Defence ministers and officials from around 50 nations met today in Ramstein, Germany to discuss the ongoing war in Ukraine, at the 20th meeting of the Ukraine Defense Contact Group.
The US convened the first meeting of the group in April 2022. At that time its largesse in supplying material and moral support to Ukraine gave it the undisputed right to coordinate the efforts of its European allies. But more recently, an emergency bill to secure $60 billion of future funding for Ukraine has been blocked, and the long-term future of US support seems more uncertain.
While the US is not suddenly absent from the cause, its leadership role is becoming more unpredictable. In these circumstances, Ukraine’s most ardent European backers could find themselves struggling to prevent the Western effort becoming fractured and piecemeal.
The UK should now act to prevent that, by taking a more prominent leadership role and engaging with European partners – though it is a task that recent developments indicate will be far from easy.
Steadfast UK support and European disagreements
The UK can make a reasonable claim it has played a galvanizing role in support to Ukraine. It has provided a significant proportion of direct military aid and training, but also played a role in coordinating international assistance. It has consistently set the pace of support, sending anti-tank missiles even before the invasion and sending tanks and longer-range missiles sooner than other allies.

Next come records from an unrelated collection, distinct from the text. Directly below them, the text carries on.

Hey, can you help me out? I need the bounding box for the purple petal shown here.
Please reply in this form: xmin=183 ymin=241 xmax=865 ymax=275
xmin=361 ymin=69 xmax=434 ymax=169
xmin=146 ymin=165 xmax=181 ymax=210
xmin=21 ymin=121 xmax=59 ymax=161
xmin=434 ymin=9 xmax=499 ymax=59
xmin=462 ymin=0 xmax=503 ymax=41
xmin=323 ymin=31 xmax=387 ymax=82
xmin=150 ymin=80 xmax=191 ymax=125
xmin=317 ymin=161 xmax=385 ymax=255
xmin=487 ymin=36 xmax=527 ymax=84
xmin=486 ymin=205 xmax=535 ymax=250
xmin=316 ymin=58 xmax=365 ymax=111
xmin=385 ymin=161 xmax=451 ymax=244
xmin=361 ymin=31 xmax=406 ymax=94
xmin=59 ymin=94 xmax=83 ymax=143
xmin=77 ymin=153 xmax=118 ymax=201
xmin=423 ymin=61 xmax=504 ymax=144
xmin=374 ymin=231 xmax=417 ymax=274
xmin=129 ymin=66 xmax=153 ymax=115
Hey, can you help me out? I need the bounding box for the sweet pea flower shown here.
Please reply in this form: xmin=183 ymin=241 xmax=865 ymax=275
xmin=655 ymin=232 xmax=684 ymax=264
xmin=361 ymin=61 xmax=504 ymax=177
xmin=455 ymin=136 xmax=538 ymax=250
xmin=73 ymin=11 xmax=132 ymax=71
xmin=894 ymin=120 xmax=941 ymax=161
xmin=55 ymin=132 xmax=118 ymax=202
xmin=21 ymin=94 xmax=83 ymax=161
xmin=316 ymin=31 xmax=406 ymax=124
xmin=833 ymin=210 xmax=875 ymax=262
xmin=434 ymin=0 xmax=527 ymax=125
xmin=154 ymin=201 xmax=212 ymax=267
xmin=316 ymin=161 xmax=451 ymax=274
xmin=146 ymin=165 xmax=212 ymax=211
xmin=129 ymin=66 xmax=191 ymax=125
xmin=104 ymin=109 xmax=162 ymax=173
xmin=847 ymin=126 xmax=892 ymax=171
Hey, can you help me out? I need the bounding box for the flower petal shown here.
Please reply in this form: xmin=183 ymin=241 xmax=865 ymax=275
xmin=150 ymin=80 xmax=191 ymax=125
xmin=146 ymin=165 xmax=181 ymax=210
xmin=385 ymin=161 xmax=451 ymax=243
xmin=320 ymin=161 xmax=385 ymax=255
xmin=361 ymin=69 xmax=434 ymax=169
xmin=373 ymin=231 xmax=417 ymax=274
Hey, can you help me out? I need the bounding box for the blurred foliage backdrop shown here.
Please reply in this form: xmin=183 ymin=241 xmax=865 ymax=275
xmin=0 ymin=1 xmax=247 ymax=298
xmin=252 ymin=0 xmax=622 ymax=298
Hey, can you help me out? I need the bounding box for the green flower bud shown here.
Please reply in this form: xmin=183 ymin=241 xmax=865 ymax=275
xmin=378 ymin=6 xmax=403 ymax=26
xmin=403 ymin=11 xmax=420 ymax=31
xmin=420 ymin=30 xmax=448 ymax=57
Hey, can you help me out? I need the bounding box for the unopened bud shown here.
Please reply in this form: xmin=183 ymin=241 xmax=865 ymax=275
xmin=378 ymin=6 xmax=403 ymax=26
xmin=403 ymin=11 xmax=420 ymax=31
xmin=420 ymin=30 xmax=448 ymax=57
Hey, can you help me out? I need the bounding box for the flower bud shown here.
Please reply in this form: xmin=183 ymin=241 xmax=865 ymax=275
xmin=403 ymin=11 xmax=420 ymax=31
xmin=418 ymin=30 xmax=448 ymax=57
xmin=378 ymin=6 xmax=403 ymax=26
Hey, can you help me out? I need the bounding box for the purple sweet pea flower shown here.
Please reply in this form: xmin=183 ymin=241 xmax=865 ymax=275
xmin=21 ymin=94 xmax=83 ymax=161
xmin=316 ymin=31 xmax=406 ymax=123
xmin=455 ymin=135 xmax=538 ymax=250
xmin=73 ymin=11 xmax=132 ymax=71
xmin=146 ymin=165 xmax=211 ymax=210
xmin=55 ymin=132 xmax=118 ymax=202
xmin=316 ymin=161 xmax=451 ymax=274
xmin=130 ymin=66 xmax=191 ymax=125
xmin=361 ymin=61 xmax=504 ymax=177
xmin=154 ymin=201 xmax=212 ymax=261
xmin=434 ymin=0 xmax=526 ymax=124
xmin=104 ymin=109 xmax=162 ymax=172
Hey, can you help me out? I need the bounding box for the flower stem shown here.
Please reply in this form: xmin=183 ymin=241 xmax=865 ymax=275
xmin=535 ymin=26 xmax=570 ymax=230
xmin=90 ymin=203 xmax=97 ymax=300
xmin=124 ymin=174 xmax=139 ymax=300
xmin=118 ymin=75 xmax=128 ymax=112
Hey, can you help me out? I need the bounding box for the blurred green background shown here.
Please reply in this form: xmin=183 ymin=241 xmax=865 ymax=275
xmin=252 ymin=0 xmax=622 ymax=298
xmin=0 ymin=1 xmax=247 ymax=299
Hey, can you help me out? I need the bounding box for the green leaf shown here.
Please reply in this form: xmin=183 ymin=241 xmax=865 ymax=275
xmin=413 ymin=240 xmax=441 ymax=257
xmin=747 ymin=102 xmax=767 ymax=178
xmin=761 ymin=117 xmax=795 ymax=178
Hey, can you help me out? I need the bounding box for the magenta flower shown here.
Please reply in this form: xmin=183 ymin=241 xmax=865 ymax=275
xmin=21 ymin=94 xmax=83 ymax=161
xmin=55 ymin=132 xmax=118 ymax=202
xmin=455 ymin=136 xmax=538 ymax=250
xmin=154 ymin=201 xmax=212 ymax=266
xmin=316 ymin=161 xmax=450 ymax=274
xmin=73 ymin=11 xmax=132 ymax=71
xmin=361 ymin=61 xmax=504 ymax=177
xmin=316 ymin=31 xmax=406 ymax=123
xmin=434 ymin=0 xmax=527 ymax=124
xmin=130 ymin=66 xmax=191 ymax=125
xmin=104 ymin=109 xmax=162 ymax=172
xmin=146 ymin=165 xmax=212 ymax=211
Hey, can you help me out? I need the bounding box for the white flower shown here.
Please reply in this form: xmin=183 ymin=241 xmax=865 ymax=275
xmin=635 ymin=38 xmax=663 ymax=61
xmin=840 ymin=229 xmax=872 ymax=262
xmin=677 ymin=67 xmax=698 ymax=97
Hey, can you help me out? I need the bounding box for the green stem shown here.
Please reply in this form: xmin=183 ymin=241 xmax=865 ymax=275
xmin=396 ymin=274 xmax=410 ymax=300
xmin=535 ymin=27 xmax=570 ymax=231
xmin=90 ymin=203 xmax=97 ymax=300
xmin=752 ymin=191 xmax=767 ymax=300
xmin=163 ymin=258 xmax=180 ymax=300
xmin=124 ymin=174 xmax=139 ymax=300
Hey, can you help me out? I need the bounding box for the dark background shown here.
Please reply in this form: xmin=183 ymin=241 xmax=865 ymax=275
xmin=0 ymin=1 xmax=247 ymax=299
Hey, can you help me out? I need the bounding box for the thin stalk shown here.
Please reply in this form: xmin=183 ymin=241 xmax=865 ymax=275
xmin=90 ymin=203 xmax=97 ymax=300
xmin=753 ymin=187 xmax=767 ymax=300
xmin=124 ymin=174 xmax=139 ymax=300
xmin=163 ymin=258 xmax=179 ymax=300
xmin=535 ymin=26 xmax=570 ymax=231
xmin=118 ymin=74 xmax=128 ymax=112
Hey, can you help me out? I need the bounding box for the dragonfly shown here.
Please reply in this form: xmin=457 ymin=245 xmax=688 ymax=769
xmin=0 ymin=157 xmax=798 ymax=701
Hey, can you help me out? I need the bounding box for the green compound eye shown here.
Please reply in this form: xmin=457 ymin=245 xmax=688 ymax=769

UK Defence Secretary Grant Shapps travelled to Kyiv on 7 March to announce a major support package covering the supply of drones and other equipment. Shapps said Ukraine must be given all it needs to win, in another demonstration of the clarity in the UK’s commitment.
But that steadfastness is part of a rapidly changing and increasingly complex wider picture of Western support for Ukraine – one where the outlook for European coordination is currently discouraging. In a dramatic few weeks, events in Paris and Berlin have created very public disagreements among European allies.
In late February, France’s President Emmanuel Macron suggested that the future deployment of NATO soldiers to Ukraine should not be ruled out.
This would be a step-change in strategy and Western allies’ appetite for risk. Even if NATO soldiers hypothetically deployed in rear echelon roles, backfilling Ukraine’s stretched armed forces at the front, it would officially place them in harm’s way in Ukraine for the first time.
Macron’s suggestion of ‘boots on the ground’ was rejected out of hand by London, Berlin and Washington DC. A Downing Street spokesman reiterated that ‘we do not have any plans to make large-scale deployments’.
This sensitive matter of operational security placed Britain front and centre in a further dispute that erupted with another European ally.
In March, Russia publicized an intercepted call featuring senior German military officers, discussing how British-supplied Storm Shadow missiles were being operated in Ukraine, and whether Germany’s Taurus missiles could be used to destroy the Kerch Bridge.
Officials in London were angered by this leak, since it endangered the operational security of a key part of UK military support and revealed that there were additional UK military personnel in Ukraine.
Foreign Secretary David Cameron visited Berlin shortly afterwards renewing calls for Germany to supply its Taurus missile system to Ukraine, arguing this would not be escalatory (which was the main line of German reluctance).
Alliance disagreements are par for the course in any joint effort between democratic countries. And efforts have been made to show European unity: last week, EU countries agreed an additional €5 billion for the European Peace Facility (EPF) to boost the support for Ukraine. And on the 15 March Marcon, German Chancellor Olaf Sholtz and Polish Prime Minister Donald Tusk also met as a show of agreement on Ukraine.
But disagreements this year seem more serious than in the past, when they took place in a context of undisputed US leadership. With the full-scale war entering its third year, and US support more uncertain, effective European cooperation is vital to Ukraine’s war effort.
Ukraine has now signed separate bilateral security agreements with the UK, France, Germany, the Netherlands, Italy, and the UK. These are important ways for these countries to demonstrate their long-term commitments to Ukraine’s security.
However, without effective coordination, there is a real possibility that individual countries retreat into their national boltholes when deciding how to help Ukraine, or work more closely with some than others. Support could arrive piecemeal and in inefficient fashion, with no European country able to coordinate and corral the others.
The UK faces the pressing question of whether to expand its galvanizing position on Ukraine: should it devote greater diplomatic resources and prestige to driving European defence collaboration – and what kind of impact could it realistically have?
An expanded UK role
The UK has already taken important steps to expand its leading role providing specific capabilities to Ukraine – recently taking on co-leadership of the ‘drone coalition’ in the Ukraine Defense Contact Group.